Je länger er das Bild betrachtete, eines der wenigen, die nicht nach Verbrecherkartei aussahen, desto intensiver wurde ein gewisses Gefühl in ihm. Der Kerl, Thore Benjamin Groß, der ihn nun starr und unbeeindruckt von dem Passfoto anstarrte, war nicht einfach irgendein Kerl gewesen, dem er zufällig vors Auto gelaufen und den er um sein Schwerverdientes erleichtert hatte. Irgendwas war an dem Mann gewesen, das ihn nachhaltig berührte. Je länger und intensiver er das kleine Bildchen besah und sich jede einzelne Prägung des Gesichtes verinnerlichte, desto stärker wurde ein bestimmtes heißes Prickeln in ihm.
Connor wusste genau, was dies zu bedeuten hatte.
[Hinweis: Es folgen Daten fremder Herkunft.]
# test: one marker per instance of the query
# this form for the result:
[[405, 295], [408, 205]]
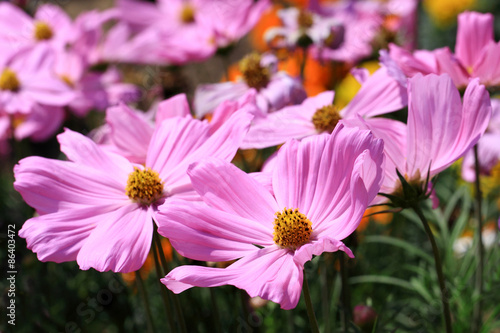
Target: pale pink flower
[[476, 54], [275, 89], [380, 93], [326, 182], [18, 30], [488, 147], [97, 208], [440, 129]]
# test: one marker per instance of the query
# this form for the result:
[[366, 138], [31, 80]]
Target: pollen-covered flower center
[[305, 19], [292, 229], [9, 80], [144, 186], [43, 31], [187, 14], [255, 75], [326, 118]]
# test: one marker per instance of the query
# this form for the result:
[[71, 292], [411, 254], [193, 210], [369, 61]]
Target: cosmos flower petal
[[52, 185], [120, 241], [131, 141], [199, 232], [316, 248], [223, 144], [176, 106], [474, 31], [323, 194], [269, 273], [83, 151], [225, 187], [379, 94], [59, 236]]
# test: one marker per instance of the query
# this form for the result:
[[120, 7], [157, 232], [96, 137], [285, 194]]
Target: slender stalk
[[345, 292], [145, 299], [439, 269], [215, 311], [159, 275], [477, 313], [310, 311], [175, 300]]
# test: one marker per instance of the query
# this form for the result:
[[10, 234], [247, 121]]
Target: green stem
[[173, 297], [144, 296], [477, 313], [163, 291], [439, 269], [310, 311], [345, 292]]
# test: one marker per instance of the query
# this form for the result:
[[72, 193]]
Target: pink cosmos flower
[[380, 93], [97, 207], [321, 187], [476, 54], [440, 129], [18, 30], [275, 89], [488, 147]]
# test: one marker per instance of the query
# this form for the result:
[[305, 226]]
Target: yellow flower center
[[187, 14], [9, 80], [326, 118], [43, 31], [305, 19], [144, 186], [253, 73], [292, 229], [66, 79]]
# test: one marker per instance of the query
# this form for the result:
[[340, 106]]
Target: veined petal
[[474, 32], [225, 187], [176, 106], [433, 101], [52, 185], [59, 236], [130, 132], [270, 273], [223, 144], [200, 232], [379, 94], [120, 241], [85, 152]]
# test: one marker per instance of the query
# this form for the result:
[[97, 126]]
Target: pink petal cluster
[[178, 31], [280, 91], [380, 93], [329, 178], [85, 213]]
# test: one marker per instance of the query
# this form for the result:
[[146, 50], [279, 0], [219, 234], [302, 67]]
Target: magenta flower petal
[[131, 141], [487, 66], [51, 185], [379, 94], [178, 142], [220, 236], [176, 106], [269, 273], [323, 195], [475, 31], [59, 236], [225, 187], [120, 247], [83, 151], [435, 101]]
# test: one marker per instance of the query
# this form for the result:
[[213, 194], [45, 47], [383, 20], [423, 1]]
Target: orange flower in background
[[382, 218]]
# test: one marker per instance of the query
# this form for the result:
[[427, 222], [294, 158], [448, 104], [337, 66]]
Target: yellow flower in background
[[349, 86], [444, 12]]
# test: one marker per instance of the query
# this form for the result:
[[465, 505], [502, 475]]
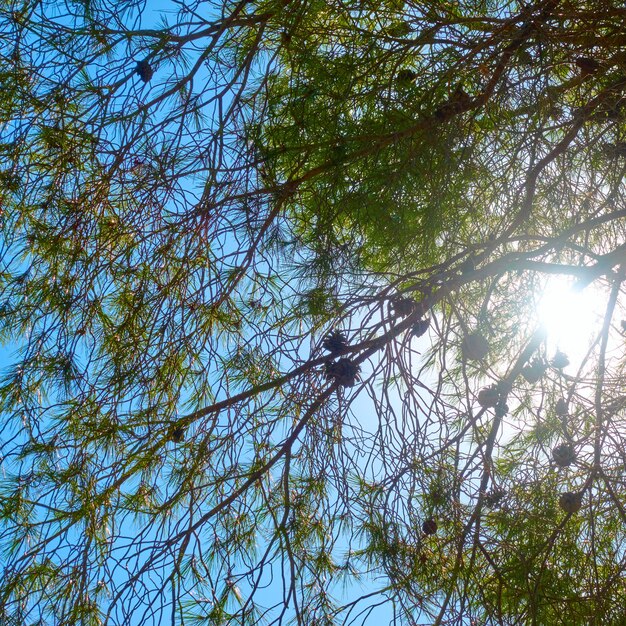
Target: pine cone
[[534, 372], [144, 71], [343, 371], [560, 360], [587, 65], [177, 434], [335, 342], [563, 454]]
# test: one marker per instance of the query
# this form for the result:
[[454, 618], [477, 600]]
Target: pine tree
[[196, 197]]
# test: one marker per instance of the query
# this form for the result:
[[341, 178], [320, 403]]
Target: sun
[[571, 316]]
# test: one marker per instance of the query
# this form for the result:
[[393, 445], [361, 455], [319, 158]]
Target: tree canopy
[[271, 288]]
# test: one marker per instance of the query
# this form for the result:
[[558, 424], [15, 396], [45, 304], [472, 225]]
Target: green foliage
[[179, 241]]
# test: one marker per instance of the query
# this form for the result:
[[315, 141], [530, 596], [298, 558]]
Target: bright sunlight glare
[[571, 316]]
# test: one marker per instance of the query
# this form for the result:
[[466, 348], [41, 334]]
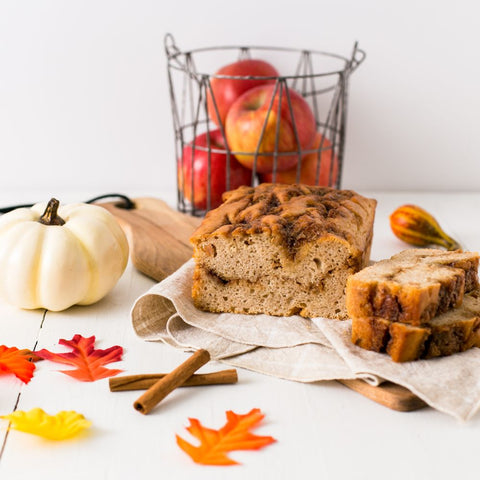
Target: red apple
[[195, 160], [308, 169], [245, 122], [227, 90]]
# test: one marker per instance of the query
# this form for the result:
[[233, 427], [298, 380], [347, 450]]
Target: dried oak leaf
[[61, 426], [89, 361], [18, 362], [234, 435]]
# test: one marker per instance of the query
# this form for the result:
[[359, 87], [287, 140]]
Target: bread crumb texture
[[281, 250]]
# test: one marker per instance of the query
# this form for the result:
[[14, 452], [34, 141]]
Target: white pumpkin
[[75, 256]]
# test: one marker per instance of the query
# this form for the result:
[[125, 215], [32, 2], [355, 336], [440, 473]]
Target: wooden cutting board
[[159, 244]]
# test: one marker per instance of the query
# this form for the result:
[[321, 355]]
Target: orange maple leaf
[[89, 361], [234, 435], [18, 362]]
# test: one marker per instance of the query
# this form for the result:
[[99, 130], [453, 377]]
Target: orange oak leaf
[[18, 362], [234, 435], [89, 361]]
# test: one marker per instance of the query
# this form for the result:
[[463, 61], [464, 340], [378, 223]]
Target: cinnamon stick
[[145, 381], [161, 388]]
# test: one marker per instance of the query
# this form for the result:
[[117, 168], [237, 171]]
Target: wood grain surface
[[159, 245]]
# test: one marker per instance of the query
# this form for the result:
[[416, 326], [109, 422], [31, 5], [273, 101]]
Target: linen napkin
[[299, 349]]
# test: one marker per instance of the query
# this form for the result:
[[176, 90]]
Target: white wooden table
[[324, 430]]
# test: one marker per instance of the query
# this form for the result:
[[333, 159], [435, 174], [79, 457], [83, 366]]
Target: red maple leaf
[[18, 362], [234, 435], [89, 361]]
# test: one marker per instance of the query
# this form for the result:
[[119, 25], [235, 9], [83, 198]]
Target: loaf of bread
[[452, 332], [413, 286], [281, 250]]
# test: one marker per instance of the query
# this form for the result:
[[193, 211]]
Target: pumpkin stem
[[50, 216]]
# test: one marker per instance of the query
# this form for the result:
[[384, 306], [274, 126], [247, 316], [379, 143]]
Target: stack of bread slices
[[420, 303]]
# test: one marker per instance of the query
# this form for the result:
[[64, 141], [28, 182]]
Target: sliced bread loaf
[[454, 331], [413, 286], [281, 250]]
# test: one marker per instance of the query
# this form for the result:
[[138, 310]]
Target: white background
[[84, 99]]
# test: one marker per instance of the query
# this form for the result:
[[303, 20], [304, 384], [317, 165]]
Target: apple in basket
[[251, 125], [310, 163], [227, 90], [194, 166]]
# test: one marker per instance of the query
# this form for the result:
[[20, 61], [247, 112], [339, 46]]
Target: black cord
[[127, 202]]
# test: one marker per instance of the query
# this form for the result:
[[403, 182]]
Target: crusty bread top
[[294, 214]]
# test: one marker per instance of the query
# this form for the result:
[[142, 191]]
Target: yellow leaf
[[61, 426]]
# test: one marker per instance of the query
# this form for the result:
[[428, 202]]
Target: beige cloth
[[299, 349]]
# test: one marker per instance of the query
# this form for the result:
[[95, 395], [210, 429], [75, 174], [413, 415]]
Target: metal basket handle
[[357, 58], [171, 48]]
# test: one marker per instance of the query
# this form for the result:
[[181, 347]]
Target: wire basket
[[207, 165]]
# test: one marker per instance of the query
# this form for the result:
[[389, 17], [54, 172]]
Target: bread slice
[[451, 332], [413, 286], [281, 250]]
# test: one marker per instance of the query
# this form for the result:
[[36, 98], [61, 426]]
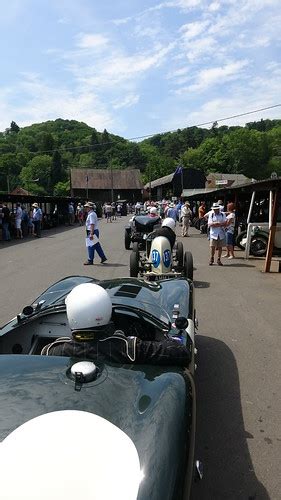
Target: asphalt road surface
[[239, 354]]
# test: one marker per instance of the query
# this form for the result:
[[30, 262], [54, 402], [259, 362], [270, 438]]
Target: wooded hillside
[[39, 157]]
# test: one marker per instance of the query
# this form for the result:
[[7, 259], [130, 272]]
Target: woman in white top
[[230, 226], [91, 230]]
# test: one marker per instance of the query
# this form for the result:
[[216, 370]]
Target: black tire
[[127, 240], [239, 238], [134, 265], [179, 253], [188, 265], [258, 246], [136, 249]]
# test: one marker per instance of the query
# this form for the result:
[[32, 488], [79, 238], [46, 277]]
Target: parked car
[[139, 228], [159, 260], [259, 240], [131, 424]]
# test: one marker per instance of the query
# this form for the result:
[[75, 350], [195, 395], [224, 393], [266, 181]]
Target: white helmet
[[88, 306], [169, 222], [153, 210]]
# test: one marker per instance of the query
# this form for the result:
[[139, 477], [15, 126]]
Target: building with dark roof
[[106, 184]]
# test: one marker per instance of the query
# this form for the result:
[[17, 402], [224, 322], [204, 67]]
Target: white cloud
[[119, 68], [191, 30], [47, 102], [127, 102], [207, 78], [214, 6], [91, 41]]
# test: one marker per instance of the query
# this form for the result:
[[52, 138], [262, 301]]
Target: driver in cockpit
[[89, 310], [167, 229]]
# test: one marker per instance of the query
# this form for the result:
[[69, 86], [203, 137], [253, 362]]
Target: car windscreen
[[56, 293]]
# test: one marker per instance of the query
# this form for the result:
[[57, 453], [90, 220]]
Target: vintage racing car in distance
[[159, 261], [72, 429], [138, 229]]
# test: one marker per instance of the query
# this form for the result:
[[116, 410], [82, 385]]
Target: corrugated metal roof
[[233, 179], [193, 192], [159, 182], [105, 179]]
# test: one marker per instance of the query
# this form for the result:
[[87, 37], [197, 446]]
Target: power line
[[92, 146]]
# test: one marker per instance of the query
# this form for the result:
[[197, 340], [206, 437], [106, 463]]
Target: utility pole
[[111, 174], [87, 184]]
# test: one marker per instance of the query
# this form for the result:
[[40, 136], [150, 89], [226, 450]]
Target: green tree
[[14, 127], [38, 168], [62, 189], [57, 173]]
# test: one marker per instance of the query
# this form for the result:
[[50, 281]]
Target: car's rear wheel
[[127, 240], [258, 246], [134, 265], [136, 249], [188, 265], [239, 238], [179, 253]]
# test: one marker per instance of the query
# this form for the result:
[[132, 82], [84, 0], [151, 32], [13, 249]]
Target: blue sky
[[139, 67]]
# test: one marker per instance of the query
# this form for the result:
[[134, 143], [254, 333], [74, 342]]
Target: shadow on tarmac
[[45, 233], [221, 439], [201, 284], [111, 264], [234, 264]]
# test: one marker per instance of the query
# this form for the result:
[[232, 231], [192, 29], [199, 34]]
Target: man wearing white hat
[[185, 215], [216, 223], [36, 219], [92, 230]]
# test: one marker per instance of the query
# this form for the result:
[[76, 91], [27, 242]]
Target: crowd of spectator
[[20, 222]]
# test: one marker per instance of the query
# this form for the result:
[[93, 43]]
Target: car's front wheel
[[258, 246], [127, 240], [179, 253], [239, 239], [188, 265], [134, 265]]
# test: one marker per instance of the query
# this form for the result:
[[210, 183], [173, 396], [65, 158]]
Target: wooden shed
[[106, 184]]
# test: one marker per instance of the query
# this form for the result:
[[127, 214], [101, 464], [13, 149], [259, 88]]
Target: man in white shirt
[[18, 219], [92, 228], [216, 223]]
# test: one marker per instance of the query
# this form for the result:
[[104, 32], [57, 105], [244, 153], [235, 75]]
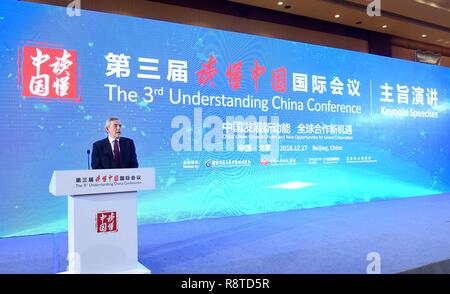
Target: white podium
[[102, 217]]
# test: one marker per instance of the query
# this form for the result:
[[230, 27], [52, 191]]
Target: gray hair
[[109, 120]]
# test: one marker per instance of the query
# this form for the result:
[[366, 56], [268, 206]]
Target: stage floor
[[407, 233]]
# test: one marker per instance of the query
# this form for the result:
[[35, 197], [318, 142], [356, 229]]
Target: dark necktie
[[116, 153]]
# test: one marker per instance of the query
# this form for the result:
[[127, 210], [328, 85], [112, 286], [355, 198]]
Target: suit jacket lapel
[[122, 150]]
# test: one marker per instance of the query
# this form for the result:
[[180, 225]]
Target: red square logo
[[49, 73], [106, 221]]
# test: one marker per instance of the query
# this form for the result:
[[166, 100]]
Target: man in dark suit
[[114, 151]]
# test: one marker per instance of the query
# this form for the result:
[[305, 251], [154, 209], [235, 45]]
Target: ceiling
[[426, 21]]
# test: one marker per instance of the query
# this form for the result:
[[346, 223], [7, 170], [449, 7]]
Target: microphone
[[88, 152]]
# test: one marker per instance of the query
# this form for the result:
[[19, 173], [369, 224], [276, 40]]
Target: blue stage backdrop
[[234, 124]]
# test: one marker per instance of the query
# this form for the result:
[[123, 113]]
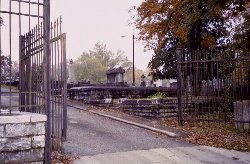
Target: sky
[[87, 22]]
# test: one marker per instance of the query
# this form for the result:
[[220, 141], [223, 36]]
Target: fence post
[[179, 87], [47, 88]]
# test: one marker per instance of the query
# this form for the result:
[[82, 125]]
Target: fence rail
[[211, 85]]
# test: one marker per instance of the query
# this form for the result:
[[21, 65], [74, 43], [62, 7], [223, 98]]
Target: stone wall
[[155, 108], [22, 138]]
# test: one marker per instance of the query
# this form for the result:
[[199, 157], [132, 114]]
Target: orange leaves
[[208, 41]]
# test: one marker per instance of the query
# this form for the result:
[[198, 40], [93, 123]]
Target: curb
[[168, 133]]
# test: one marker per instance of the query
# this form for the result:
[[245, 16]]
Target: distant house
[[166, 83], [115, 75]]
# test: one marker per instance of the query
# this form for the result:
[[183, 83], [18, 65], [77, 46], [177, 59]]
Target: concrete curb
[[168, 133]]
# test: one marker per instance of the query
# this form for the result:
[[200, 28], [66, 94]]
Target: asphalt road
[[89, 134]]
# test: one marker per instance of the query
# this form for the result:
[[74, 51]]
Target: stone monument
[[115, 75], [71, 78]]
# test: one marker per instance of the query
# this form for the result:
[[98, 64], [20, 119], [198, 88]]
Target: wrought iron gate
[[32, 82]]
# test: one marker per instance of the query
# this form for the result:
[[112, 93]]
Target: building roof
[[115, 70]]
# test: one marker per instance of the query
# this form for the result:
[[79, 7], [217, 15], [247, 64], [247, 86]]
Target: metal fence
[[41, 52], [213, 85]]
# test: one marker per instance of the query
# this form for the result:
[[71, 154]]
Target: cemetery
[[199, 77]]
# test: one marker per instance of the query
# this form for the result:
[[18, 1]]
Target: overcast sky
[[87, 22]]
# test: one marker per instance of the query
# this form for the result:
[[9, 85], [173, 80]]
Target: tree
[[93, 65], [193, 24]]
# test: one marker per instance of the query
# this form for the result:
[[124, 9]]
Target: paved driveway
[[89, 134], [99, 140]]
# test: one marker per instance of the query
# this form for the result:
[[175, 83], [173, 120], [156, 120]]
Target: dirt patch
[[221, 135]]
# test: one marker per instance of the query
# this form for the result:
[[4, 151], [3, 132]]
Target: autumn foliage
[[196, 23]]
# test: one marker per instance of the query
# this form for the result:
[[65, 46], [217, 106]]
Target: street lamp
[[133, 84]]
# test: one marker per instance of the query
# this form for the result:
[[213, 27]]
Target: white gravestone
[[71, 78]]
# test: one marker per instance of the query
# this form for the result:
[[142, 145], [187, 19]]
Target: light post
[[133, 84]]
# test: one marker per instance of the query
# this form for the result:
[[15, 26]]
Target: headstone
[[206, 88], [242, 113], [71, 78]]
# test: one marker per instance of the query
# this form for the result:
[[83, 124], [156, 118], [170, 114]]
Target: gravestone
[[242, 113], [72, 78]]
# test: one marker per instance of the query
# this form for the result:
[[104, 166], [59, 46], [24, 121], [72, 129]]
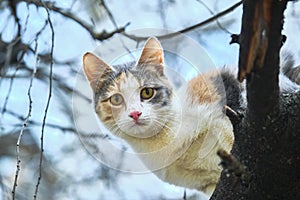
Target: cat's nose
[[135, 115]]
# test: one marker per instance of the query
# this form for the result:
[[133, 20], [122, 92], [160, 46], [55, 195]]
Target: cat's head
[[133, 99]]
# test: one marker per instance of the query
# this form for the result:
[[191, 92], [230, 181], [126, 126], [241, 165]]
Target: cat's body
[[177, 134]]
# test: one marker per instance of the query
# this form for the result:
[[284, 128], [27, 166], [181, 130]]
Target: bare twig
[[212, 13], [114, 22], [234, 116], [203, 23], [8, 57], [34, 123], [48, 100], [97, 36]]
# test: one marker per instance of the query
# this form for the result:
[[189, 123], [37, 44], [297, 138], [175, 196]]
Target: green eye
[[116, 99], [147, 93]]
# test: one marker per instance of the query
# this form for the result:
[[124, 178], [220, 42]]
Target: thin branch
[[8, 56], [25, 123], [212, 13], [97, 36], [203, 23], [48, 100], [114, 22], [234, 116], [34, 123]]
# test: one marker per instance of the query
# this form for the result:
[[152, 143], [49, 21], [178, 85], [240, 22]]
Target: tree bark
[[267, 139]]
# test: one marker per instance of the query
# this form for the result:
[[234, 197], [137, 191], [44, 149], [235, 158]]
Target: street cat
[[177, 135]]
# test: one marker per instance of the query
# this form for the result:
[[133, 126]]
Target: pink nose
[[135, 115]]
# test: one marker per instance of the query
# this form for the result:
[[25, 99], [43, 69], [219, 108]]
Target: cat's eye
[[116, 99], [147, 93]]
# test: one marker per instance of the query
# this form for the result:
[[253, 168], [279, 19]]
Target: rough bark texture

Seit er sich entschlossen hatte, seinen Körper einzusetzen, um in dieser Welt überleben zu können, kämpfte er gegen das sich verlieben an. In seiner Laufbahn als Stricher und Herumtreiber hatte er schon einige Kerle getroffen, bei denen er länger geblieben wäre, doch seine Vernunft und seine beinahe schon panische Reaktion auf zu feste Bindungen hatte ihn bislang stets davon abhalten können. Obwohl es durchaus den einen oder anderen Typen gegeben hatte, bei dem er länger als ein paar Stunden oder auch eine Nacht geblieben war, bestand er auf seinem vogelfreien Leben. Niemand konnte ihm Vorschriften machen oder ihm etwas verbieten. Niemand verlangte von ihm, seine Socken aufzuräumen oder sich an der Miete zu beteiligen.
Bis er auf Thore traf.
Mit ihm wurde dies alles auf einmal nichtig.
Thore war ihm inzwischen extrem wichtig geworden. Dieser Mann, der ihn von Anfang an irgendwie fasziniert und um den Verstand gebracht hatte, war einzigartig. Kein anderer Kerl hatte ihn bislang derart aus der Fassung bringen können. Dabei war ihr erstes Aufeinandertreffen nur ganz kurz gewesen und auch eher so, dass sie eigentlich Abneigung gegeneinander haben müssten. Bei dieser ersten Begegnung vor der Motorhaube des Wagens, als ihn noch der Schmerz des Aufpralls unbarmherzig im Griff hatte, sich seine Gedanken eher um sein Leben, als um den Mann neben ihm drehte, der aufrichtige Besorgnis zeigte, war es bereits um ihn geschehen. Schon da hatte der Ton des Fahrers irgendetwas in ihm angerichtet. War es dessen angenehme, melodiöse Stimme, die sich wie warmer Honig durch seine Gehörgänge bahnte oder die wirkliche Sorge um das Leben des Mannes, den er angefahren hatte? Oder einfach nur dessen Nähe?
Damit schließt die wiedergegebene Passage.